* U.S. set for last-minute scramble to avert "fiscal cliff"
* European shares edge higher after return from holidays
* Yen hits 21-month low as monetary easing eyed
By Marc Jones
LONDON, Dec 27 World shares and the euro edged
higher on Thursday as U.S. lawmakers prepared to resume
negotiations to avoid a fiscal crunch, while the yen hit a
two-year low on the prospect of drastic monetary easing.
President Barack Obama will try to revive budget crisis
talks which stalled last week when he returns to Washington on
Thursday after cutting short his Christmas holiday in Hawaii.

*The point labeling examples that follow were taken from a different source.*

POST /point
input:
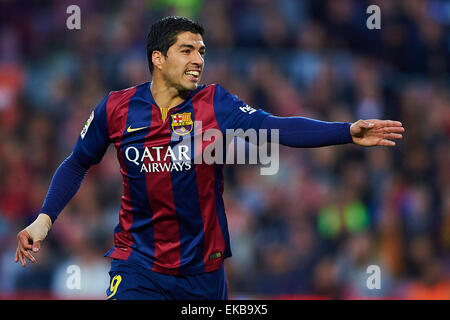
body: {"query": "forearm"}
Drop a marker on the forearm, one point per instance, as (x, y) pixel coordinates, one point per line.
(65, 183)
(308, 133)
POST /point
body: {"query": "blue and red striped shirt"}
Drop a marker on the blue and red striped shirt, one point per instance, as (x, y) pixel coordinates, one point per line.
(172, 216)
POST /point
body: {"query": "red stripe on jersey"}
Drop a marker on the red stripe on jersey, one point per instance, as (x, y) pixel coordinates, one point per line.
(213, 238)
(166, 236)
(117, 112)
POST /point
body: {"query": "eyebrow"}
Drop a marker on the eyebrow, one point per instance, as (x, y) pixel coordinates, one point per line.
(190, 46)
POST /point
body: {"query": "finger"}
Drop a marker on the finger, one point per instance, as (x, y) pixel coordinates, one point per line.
(28, 256)
(36, 246)
(394, 129)
(21, 259)
(366, 124)
(395, 136)
(24, 240)
(392, 123)
(386, 143)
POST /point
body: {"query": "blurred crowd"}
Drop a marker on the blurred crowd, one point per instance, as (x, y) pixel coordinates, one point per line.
(310, 231)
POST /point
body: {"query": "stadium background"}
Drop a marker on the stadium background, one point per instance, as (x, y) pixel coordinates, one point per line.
(308, 232)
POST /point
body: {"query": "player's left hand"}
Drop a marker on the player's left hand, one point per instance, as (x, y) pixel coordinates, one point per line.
(374, 132)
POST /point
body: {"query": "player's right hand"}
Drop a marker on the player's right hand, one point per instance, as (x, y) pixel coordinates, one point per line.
(29, 239)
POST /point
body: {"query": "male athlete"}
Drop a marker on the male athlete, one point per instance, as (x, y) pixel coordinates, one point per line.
(172, 235)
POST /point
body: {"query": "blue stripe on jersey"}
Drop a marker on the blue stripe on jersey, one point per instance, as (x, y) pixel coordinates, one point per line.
(187, 205)
(139, 116)
(218, 185)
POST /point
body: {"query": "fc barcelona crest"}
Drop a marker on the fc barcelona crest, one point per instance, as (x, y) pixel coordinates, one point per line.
(182, 123)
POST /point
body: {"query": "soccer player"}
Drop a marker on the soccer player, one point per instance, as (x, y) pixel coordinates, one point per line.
(172, 237)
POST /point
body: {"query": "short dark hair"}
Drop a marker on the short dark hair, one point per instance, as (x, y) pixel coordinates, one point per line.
(163, 34)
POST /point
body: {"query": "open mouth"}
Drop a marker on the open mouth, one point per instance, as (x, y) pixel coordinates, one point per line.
(193, 75)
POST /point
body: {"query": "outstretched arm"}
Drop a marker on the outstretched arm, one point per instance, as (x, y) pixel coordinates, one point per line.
(65, 183)
(309, 133)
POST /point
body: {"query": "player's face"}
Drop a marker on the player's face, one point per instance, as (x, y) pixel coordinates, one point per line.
(183, 66)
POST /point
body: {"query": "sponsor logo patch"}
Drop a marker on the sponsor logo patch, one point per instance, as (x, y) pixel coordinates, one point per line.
(182, 123)
(87, 124)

In a sign that there may be a way to break the deadlock,
Republican House of Representatives Speaker John Boehner urged
the Democrat-controlled Senate to act to pull back from the
so-called "fiscal cliff" and offered to at least consider any
plan the upper chamber produced.
European shares were up 0.3 percent and heading
back towards last week's 19-month high at 1300 GMT as trading
resumed after the Christmas holiday break.
The MSCI global index was also up 0.3
percent ahead of what was expected to be a flat open on Wall
Street. Japan's Nikkei had earlier hit a 21-month high, amid
signs the country's authorities are preparing to ease policy
"The majority view is that a solution will be reached on the
'fiscal cliff' in a timely fashion," said XBZ European equity
options broker Mike Turner.
"Most people are taking a neutral stance, as opposed to
trying to second-guess the outcome of the U.S. talks," he said.

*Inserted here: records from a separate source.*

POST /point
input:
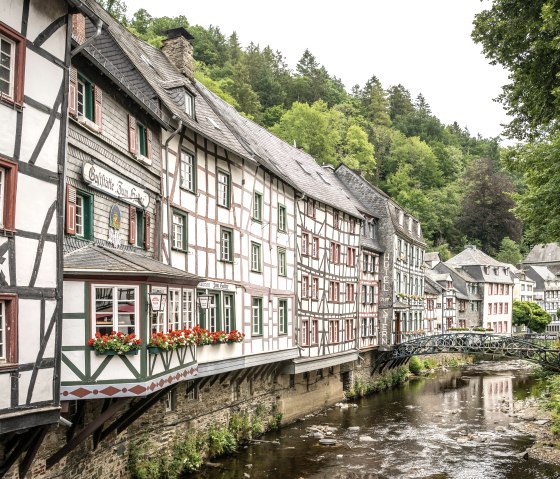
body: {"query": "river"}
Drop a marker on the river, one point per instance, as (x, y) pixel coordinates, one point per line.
(455, 424)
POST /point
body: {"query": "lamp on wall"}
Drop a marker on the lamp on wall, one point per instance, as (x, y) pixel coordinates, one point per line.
(157, 301)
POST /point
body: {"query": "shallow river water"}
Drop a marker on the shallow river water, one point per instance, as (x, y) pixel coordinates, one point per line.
(452, 425)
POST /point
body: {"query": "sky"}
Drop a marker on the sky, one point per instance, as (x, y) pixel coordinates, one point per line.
(424, 45)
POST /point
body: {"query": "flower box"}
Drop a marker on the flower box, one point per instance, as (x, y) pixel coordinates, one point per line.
(112, 352)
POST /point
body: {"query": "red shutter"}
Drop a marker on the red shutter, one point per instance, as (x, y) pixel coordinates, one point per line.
(73, 92)
(149, 144)
(147, 231)
(132, 224)
(132, 134)
(70, 210)
(97, 102)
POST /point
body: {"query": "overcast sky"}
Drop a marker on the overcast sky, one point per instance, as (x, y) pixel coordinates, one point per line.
(423, 44)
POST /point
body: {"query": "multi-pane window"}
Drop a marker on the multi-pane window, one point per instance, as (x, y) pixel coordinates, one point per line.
(282, 269)
(315, 247)
(305, 286)
(226, 245)
(255, 257)
(257, 206)
(85, 99)
(179, 232)
(282, 218)
(189, 104)
(2, 330)
(224, 189)
(283, 316)
(174, 308)
(305, 243)
(314, 288)
(256, 316)
(188, 171)
(115, 309)
(334, 291)
(229, 321)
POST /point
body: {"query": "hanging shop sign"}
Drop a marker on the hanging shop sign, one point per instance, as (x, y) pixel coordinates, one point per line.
(103, 180)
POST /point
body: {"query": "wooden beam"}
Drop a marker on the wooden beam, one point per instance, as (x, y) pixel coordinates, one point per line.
(25, 464)
(134, 412)
(84, 433)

Economists warn that the "fiscal cliff" of higher taxes and
spending cuts worth $600 billion and set to kick in from
January, could push the world's largest economy into recession,
dragging other countries with it.
Such concerns underpinned the dollar as the fiscal impasse
continues to sap investor appetite for risky assets, raising the
dollar's safe-haven appeal.
Against the Japanese currency, the dollar at 85.87 yen
reached its highest since September 2010, with investors
accelerating their yen sales after Prime Minister Shinzo Abe
said his newly formed government would pursue a bold monetary
policy, a flexible fiscal policy and a growth strategy to
encourage private investment.
The yen has now fallen roughly 10.5 percent versus the
dollar in 2012, its biggest annual drop since 2005. At the same
time Japan's benchmark Nikkei is now up 22 percent for the year.

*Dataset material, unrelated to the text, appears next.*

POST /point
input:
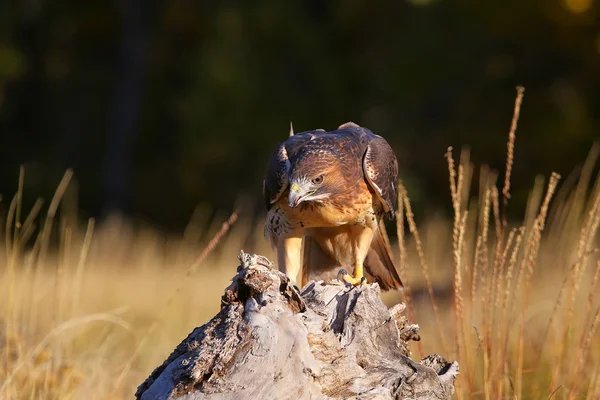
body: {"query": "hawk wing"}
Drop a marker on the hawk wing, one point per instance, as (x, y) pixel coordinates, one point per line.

"The present yen weakness is related to the new government,
which seems devoted to push through both fiscal and monetary
policy changes and take direct measures to weaken the yen," said
Richard Falkenhall, currency strategist at SEB in Stockholm.
"Yen weakness could very well continue. We see the yen as
extremely over-valued considering the weak fundamentals we see
in Japan," he added.
The euro, which has been supported in recent weeks by an
improvement in the outlook towards the euro zone, climbed 0.4
percent to $1.3266.
French consumer confidence data helped consolidate the rise
as it rose unexpectedly in December to the highest level since
August despite increased concerns about rising unemployment.
Things appeared less certain in Italy though. Morale among
manufacturers rose slightly for the second month in a row but
broader business morale fell to its lowest level on record.
While focus will be firmly on the budget discussions in
Washington, economic data due at 1330 GMT includes weekly
initial jobless claims where little change is expected, and the
Chicago Fed Midwest Manufacturing Index for November.
In commodity markets, London copper rose 1.7 percent
to a one-week high of $7,945.25 a tonne after some positive data
from China, the world's top copper buyer whose economy is now a
key driver of global growth.
Profits earned by China's industrial companies jumped 22.8
percent in November from a year ago, accelerating from October's
20.5 percent, Beijing reported. "People are
hopeful that China's economy will recover next year," said Zhang
Ao, an analyst at Minmetals Futures.
The U.S. wrangling hung over oil and gold, however. Brent
crude slipped back below $111 a barrel although the
Chinese data, unrest in the Middle East and hopes that the new
Japanese government's policies would spur demand, helped limit
Gold fell $4.58 an ounce to $1,654.91. It has come
off a 4-month low of $1,635.09 struck last Thursday, but remains
below a record high of around $1,920 hit in September 2011.
With bond investors also focusing on Washington, German
government bond futures were little changed at 144.72.
Analysts believe that even if a U.S. compromise is not
reached before year end - as initially expected - budget
measures could be agreed in January and enforced retroactively.
"Safe-haven assets (such as Bunds) should remain supported
as long as the fiscal cliff debate remains unsolved. But there
is no sense of panic. The market has come to some sort of
understanding that the end of December is not an extremely hard
deadline," said Commerzbank rate strategist Rainer Guntermann.